Numero do processo: 19515.000039/2005-78
Turma: Primeira Câmara
Seção: Primeiro Conselho de Contribuintes
Data da sessão: Wed May 28 00:00:00 UTC 2008
Data da publicação: Wed May 28 00:00:00 UTC 2008
Ementa: RECURSO EX OFFICIO IRPJ — OMISSÃO DE RECEITAS FINANCEIRAS —
Devidamente justificada pelos julgadores de primeiro grau a
insubsistência de parte da exigência fiscal relativa a omissão de
receitas financeiras, é de se negar provimento ao recurso de oficio interposto contra a decisão que dispensou parcela do crédito tributário irregularmente constituído.

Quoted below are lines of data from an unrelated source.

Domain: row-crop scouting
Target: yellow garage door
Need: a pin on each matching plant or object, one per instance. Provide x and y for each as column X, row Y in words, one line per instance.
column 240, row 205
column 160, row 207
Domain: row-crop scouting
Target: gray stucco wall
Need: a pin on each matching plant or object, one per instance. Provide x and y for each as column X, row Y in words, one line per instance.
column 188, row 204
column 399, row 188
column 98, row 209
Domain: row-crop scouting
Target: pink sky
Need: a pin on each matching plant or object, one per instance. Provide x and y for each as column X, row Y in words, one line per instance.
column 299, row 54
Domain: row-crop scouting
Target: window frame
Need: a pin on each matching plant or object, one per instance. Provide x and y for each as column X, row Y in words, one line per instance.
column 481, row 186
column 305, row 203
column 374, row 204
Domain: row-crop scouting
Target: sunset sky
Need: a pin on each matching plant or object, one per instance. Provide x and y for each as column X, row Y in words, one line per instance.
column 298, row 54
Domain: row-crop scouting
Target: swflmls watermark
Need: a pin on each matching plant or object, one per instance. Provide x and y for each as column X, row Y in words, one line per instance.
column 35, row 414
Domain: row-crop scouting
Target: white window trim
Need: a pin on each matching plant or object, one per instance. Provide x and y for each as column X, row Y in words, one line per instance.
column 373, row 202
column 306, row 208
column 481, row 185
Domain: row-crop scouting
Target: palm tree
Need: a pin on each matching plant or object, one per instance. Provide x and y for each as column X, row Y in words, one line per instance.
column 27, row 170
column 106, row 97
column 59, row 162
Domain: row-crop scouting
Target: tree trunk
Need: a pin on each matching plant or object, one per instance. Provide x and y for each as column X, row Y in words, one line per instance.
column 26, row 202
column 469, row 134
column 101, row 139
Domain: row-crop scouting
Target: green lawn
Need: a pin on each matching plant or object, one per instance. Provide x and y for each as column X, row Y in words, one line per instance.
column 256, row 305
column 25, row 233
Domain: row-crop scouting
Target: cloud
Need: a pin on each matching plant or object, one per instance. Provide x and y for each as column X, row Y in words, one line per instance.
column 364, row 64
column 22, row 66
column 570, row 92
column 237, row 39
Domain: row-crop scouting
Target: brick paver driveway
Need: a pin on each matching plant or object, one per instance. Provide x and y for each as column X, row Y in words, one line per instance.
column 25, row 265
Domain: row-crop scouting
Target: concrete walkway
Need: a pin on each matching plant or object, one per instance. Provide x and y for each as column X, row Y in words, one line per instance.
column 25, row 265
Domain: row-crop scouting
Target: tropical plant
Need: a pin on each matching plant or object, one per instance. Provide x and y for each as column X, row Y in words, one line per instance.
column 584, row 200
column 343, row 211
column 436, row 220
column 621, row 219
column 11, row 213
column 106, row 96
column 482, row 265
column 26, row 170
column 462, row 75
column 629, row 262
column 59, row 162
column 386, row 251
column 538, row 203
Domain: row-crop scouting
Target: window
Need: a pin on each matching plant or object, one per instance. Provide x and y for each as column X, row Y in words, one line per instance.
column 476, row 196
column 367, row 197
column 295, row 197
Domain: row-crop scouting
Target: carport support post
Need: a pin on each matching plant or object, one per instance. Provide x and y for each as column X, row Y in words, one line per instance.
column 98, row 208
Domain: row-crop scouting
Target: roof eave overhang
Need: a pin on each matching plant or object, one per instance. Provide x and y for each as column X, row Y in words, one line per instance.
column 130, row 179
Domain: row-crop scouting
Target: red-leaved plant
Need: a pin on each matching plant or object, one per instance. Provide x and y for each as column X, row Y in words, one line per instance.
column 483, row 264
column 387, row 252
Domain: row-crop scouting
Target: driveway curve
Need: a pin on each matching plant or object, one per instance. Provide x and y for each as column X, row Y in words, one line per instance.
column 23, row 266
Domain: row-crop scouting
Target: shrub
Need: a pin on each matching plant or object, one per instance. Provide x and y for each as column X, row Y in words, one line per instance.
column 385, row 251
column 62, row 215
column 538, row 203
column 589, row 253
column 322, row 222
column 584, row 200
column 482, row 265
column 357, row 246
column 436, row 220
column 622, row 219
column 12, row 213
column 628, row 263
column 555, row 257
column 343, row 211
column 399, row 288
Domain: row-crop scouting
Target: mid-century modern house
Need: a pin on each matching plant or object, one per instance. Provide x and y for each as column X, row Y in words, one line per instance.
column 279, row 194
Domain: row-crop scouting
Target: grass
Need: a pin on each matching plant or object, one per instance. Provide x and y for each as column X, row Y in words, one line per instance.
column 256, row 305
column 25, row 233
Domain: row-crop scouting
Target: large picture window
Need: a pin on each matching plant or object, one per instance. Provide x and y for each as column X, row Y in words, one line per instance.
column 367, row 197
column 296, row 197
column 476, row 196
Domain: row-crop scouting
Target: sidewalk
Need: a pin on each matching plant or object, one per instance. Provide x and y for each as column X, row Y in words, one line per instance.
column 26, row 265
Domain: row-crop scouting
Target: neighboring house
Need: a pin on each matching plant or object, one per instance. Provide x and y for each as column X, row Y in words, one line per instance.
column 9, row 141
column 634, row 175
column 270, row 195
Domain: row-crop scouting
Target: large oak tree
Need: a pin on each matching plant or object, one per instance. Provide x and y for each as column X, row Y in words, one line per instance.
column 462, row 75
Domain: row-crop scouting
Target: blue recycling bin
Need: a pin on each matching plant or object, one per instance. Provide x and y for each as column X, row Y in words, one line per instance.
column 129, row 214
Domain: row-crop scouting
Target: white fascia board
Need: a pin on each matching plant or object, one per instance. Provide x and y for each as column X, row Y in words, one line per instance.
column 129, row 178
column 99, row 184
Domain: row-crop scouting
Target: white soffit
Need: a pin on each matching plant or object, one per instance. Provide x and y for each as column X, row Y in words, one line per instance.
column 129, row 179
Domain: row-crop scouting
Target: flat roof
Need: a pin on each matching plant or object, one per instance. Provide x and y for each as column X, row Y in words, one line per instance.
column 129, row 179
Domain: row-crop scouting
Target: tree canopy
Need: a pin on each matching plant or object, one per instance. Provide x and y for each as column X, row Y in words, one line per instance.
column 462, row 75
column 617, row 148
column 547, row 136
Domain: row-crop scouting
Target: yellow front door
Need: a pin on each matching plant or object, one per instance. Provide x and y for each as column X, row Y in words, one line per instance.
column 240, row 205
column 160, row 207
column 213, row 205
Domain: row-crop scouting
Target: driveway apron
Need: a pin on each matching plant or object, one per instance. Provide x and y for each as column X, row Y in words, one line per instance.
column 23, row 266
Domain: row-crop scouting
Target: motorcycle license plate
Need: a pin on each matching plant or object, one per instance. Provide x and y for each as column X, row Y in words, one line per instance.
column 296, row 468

MULTA QUALIFICADA — FALTA DE COMPROVAÇÃO DO EVIDENTE INTUITO DE FRAUDE Súmula 1°CC rf 14. A simples apuração de omissão de receita ou de rendimentos, por si só, não autoriza a qualificação da multa de oficio, sendo necessária a comprovação do evidente intuito de fraude do sujeito passivo.
RECURSO VOLUNTÁRIO PRELIMINAR DE NULIDADE DESNECESSIDADE DE
CONTRADITÓRIO NO CURSO DA AÇÃO FISCAL AUTONOMIA DA AUTORIDADE FAZENDÁRIA QUANTO ÀS TÉCNICAS NA AUDITORIA Desde que não ofenda a
legalidade, é livre a autoridade fiscal para empreender sua
fiscalização segundo a técnica que julgue mais adequada
Eventual insatisfação quanto aos resultados da fiscalização
somente encontra foro, no âmbito administrativo, após a
instauração válida do contencioso fiscal.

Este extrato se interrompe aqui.